Alfred A. VALERIANO, Plaintiff-Appellant, v. ROME SENTINEL COMPANY, Defendant-Respondent.

Decided: September 28, 2007

PRESENT:  HURLBUTT, J.P., MARTOCHE, SMITH, LUNN, AND PERADOTTO, JJ. Durr and Keinz, Esqs., Utica (Donald E. Keinz of counsel), for Plaintiff-Appellant. McMahon and Grow, Rome (Julie Grow Denton of counsel), for Defendant-Respondent.

 Plaintiff commenced this action alleging that defendant wrongfully published his name, address, date of birth and Social Security number in its daily newspaper along with information concerning 12 other individuals in connection with their alleged involvement in an illegal sports gambling operation.   Supreme Court properly granted defendant's preanswer motion to dismiss the complaint for failure to state a cause of action (see CPLR 3211[a][7] ).   The complaint does not state a valid cause of action for violation of Civil Rights Law § 50 because the information was published by defendant in a “newsworthy article” and was not used for advertising or trade purposes (Messenger v. Gruner + Jahr Print. & Publ., 94 N.Y.2d 436, 441, 706 N.Y.S.2d 52, 727 N.E.2d 549;  see generally Walter v. NBC Tel. Network, Inc., 27 A.D.3d 1069, 1070, 811 N.Y.S.2d 521, lv. denied 7 N.Y.3d 703, 819 N.Y.S.2d 870, 853 N.E.2d 241).   Further, the complaint does not state a valid cause of action for negligence.   Defendant is not a government or private entity with a statutory, contractual or fiduciary duty to protect the confidentiality of plaintiff's personal information, and plaintiff's purported negligence cause of action is thus “the functional equivalent of a common-law privacy tort” (Madden v.
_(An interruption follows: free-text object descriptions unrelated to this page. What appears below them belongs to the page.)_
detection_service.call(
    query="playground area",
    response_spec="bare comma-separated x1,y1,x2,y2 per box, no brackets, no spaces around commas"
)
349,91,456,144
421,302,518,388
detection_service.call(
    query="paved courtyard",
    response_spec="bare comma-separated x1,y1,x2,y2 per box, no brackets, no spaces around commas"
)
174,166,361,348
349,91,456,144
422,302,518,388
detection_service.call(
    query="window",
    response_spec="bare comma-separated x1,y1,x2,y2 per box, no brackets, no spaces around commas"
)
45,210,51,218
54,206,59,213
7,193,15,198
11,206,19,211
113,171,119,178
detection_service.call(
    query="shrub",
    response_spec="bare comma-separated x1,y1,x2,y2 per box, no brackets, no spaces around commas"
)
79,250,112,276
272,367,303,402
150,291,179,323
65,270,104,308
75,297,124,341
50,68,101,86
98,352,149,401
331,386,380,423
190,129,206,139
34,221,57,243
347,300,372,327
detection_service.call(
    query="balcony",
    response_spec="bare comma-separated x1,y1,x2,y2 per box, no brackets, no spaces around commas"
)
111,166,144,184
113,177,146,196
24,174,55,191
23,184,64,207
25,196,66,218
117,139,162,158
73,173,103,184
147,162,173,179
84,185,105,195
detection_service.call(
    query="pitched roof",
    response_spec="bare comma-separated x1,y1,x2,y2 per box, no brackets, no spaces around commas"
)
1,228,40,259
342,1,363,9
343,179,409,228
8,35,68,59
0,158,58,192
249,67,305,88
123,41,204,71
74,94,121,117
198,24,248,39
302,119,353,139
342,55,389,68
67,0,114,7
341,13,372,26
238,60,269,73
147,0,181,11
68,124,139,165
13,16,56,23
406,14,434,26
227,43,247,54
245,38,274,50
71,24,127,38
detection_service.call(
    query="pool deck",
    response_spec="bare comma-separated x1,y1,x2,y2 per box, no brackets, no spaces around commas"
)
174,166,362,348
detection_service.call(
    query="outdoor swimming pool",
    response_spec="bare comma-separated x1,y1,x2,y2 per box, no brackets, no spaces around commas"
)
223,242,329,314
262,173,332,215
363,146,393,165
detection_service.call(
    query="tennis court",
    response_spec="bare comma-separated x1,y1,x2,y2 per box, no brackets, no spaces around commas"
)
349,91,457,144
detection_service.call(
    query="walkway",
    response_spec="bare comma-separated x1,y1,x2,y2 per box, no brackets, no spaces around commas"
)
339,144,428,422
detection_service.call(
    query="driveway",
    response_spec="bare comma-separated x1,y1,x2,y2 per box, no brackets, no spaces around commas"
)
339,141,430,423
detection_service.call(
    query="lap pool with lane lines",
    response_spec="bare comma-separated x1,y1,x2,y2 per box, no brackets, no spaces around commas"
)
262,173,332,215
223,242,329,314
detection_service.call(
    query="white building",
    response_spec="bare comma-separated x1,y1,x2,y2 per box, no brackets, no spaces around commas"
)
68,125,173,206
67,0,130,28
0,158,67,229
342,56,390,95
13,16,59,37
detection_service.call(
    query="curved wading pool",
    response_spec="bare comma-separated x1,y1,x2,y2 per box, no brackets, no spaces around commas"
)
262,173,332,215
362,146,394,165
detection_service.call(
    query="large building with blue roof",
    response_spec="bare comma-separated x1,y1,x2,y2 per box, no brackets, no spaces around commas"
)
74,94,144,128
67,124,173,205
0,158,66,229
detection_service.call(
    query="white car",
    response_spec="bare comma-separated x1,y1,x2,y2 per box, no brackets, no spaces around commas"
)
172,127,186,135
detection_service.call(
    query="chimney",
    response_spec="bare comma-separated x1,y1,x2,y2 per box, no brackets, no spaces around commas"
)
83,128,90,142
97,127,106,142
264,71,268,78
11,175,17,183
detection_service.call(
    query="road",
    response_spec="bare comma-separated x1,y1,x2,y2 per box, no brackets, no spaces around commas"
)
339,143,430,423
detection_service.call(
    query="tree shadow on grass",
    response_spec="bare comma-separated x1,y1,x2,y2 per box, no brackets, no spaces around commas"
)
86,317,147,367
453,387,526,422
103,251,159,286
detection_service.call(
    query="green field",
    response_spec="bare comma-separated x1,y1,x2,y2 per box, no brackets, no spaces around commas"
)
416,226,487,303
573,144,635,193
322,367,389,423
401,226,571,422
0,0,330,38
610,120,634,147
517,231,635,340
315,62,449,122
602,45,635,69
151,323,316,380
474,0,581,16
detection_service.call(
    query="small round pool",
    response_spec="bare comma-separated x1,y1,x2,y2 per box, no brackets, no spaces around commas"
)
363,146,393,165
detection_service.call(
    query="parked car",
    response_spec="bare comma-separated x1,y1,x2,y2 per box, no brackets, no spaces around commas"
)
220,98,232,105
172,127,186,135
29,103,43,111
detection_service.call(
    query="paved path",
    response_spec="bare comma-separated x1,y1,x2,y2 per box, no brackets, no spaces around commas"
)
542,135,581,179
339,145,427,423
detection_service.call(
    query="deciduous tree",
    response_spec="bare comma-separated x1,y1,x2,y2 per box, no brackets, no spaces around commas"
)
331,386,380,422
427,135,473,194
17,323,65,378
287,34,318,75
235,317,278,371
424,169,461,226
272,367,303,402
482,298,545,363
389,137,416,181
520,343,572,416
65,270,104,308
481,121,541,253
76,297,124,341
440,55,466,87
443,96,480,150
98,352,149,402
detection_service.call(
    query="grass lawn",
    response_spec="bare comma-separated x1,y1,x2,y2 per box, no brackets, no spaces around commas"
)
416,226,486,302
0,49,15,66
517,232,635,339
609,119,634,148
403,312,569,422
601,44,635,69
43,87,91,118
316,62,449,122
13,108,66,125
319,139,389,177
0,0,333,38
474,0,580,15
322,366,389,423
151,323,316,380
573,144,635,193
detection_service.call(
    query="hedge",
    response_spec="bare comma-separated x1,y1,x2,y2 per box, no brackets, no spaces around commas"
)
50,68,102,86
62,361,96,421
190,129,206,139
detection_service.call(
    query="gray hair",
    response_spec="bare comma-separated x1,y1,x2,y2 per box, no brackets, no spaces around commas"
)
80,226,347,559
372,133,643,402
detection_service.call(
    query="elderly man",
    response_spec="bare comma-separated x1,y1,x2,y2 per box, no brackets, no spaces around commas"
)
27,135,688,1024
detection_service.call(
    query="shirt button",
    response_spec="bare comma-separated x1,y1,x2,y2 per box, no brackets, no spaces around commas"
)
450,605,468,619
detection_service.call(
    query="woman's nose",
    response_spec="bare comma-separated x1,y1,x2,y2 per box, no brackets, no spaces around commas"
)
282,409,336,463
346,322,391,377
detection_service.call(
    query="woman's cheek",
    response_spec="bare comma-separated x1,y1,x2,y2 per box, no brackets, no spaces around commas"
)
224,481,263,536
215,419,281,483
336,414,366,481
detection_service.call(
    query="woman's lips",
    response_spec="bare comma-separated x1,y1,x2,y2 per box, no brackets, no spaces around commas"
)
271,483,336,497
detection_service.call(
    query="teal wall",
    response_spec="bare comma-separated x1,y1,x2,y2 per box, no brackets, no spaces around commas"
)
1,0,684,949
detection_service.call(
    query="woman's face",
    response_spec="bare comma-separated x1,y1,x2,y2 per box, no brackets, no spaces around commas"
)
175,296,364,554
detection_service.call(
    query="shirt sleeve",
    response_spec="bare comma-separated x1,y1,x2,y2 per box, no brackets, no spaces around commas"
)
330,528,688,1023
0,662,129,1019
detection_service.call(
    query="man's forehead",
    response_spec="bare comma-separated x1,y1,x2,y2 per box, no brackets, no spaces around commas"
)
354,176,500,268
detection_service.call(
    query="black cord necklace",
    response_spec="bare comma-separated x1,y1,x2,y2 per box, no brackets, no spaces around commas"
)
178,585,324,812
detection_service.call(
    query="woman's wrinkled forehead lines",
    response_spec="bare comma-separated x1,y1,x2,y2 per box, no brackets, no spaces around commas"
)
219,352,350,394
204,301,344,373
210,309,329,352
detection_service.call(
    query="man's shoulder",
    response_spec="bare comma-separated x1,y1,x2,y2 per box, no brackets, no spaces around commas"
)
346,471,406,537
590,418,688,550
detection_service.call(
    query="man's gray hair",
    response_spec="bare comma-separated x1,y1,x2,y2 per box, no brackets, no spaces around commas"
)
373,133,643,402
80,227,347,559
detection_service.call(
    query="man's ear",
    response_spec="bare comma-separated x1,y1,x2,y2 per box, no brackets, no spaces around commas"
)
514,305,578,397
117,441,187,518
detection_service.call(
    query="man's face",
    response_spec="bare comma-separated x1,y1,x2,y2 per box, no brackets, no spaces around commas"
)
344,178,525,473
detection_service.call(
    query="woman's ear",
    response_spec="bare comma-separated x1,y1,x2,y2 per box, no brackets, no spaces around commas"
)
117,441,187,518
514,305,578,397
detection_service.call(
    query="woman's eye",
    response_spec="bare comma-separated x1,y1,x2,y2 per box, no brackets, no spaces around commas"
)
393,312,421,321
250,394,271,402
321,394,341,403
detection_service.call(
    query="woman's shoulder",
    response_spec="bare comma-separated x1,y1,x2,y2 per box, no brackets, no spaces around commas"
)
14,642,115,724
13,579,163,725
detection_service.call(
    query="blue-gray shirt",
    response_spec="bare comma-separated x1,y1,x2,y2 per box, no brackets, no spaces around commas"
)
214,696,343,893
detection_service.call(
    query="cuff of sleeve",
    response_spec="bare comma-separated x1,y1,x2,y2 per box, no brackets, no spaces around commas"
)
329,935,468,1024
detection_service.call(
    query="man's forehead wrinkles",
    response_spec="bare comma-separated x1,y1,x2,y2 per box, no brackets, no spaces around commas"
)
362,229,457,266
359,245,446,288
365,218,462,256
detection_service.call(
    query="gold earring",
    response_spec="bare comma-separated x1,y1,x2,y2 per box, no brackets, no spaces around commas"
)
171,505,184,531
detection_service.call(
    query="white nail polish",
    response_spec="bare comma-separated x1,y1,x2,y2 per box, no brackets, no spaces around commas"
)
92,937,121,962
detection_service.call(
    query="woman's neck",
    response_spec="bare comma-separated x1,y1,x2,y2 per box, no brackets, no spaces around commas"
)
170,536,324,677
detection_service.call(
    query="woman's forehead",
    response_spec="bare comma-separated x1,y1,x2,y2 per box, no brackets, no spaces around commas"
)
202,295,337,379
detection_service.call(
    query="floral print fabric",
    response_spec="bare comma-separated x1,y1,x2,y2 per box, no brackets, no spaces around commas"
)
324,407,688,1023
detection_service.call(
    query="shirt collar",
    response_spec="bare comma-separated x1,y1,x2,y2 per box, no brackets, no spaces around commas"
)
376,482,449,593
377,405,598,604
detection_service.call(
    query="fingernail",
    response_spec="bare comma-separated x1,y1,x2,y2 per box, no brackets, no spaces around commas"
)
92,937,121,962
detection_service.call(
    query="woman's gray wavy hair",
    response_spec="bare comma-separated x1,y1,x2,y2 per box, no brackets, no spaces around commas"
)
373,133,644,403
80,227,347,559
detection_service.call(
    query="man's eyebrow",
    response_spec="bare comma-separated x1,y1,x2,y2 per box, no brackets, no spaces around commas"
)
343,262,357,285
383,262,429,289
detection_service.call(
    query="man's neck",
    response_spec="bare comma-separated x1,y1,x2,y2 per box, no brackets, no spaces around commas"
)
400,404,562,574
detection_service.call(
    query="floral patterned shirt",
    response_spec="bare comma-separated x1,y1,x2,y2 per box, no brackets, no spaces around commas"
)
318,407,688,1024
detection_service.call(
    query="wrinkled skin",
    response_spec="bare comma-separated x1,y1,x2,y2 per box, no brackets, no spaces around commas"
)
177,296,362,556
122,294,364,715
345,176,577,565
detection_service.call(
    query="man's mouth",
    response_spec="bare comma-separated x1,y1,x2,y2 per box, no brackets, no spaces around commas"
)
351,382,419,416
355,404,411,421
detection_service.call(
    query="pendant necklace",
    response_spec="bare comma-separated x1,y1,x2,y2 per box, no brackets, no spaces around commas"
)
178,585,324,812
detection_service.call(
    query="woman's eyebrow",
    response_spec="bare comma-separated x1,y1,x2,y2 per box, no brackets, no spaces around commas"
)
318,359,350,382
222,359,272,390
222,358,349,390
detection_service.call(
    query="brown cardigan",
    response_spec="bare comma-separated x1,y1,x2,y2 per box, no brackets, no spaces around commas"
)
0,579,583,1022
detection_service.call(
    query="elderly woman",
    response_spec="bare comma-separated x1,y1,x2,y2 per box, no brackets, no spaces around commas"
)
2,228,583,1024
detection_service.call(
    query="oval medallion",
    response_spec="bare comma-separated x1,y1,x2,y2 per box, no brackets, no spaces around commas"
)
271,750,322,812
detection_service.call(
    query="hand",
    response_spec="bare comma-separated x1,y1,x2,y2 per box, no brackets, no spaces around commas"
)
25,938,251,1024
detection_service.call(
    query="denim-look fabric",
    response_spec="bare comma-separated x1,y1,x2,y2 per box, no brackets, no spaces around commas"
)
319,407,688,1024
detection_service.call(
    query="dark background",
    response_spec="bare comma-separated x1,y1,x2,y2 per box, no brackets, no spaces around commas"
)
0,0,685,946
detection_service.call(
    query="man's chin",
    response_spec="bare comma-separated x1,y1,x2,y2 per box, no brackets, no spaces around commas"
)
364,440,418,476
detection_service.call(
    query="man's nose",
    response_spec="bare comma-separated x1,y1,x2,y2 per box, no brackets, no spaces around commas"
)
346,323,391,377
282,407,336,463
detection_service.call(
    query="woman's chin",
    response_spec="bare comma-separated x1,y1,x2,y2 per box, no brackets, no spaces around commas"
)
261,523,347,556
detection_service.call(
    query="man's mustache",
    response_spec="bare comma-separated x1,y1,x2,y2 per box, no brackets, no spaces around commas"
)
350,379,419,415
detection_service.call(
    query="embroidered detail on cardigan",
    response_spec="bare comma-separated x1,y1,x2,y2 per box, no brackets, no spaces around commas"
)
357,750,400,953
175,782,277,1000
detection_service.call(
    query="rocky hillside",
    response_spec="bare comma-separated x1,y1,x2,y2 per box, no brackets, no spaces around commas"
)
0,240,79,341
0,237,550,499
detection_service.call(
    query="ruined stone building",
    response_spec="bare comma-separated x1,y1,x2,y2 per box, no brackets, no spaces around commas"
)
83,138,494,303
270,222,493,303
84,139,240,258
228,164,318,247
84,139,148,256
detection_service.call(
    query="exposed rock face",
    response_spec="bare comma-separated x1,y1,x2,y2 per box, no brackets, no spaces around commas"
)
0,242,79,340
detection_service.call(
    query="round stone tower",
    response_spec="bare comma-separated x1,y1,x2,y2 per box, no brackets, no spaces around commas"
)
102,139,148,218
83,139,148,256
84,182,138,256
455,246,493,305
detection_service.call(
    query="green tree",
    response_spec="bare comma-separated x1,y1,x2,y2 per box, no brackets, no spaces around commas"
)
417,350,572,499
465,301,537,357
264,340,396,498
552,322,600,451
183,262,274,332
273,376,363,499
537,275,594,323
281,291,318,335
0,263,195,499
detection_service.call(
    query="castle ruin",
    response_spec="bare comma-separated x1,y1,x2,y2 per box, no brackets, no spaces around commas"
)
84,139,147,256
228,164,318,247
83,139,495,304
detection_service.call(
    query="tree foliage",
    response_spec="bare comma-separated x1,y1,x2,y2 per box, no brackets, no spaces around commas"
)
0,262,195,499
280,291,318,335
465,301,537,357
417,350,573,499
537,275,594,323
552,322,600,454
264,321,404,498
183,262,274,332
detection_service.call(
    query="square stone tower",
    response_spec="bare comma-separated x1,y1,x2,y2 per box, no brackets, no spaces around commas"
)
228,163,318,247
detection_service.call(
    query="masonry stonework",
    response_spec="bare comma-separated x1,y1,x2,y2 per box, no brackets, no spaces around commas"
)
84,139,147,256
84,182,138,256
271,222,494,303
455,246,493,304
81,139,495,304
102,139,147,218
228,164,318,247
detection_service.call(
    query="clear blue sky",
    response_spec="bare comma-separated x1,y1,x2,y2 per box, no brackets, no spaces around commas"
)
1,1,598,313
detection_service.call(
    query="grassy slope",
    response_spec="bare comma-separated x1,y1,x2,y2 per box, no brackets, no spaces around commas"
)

Creative Servs., 84 N.Y.2d 738, 747, 622 N.Y.S.2d 478, 646 N.E.2d 780), a tort not recognized in New York (see Messenger, 94 N.Y.2d at 441, 706 N.Y.S.2d 52, 727 N.E.2d 549;  see generally Howell v. New York Post Co., 81 N.Y.2d 115, 122-124, 596 N.Y.S.2d 350, 612 N.E.2d 699).   Indeed, the failure to dismiss plaintiff's negligence cause of action would result in the “circumvent[ion of] established privacy law” (Madden, 84 N.Y.2d at 747, 622 N.Y.S.2d 478, 646 N.E.2d 780).   Plaintiff contends for the first time on appeal that the complaint states a cause of action for intentional, reckless or negligent infliction of emotional distress, and we therefore do not consider that contention (see Ciesinski v. Town of Aurora, 202 A.D.2d 984, 985, 609 N.Y.S.2d 745).

It is hereby ORDERED that the order so appealed from be and the same hereby is unanimously affirmed without costs.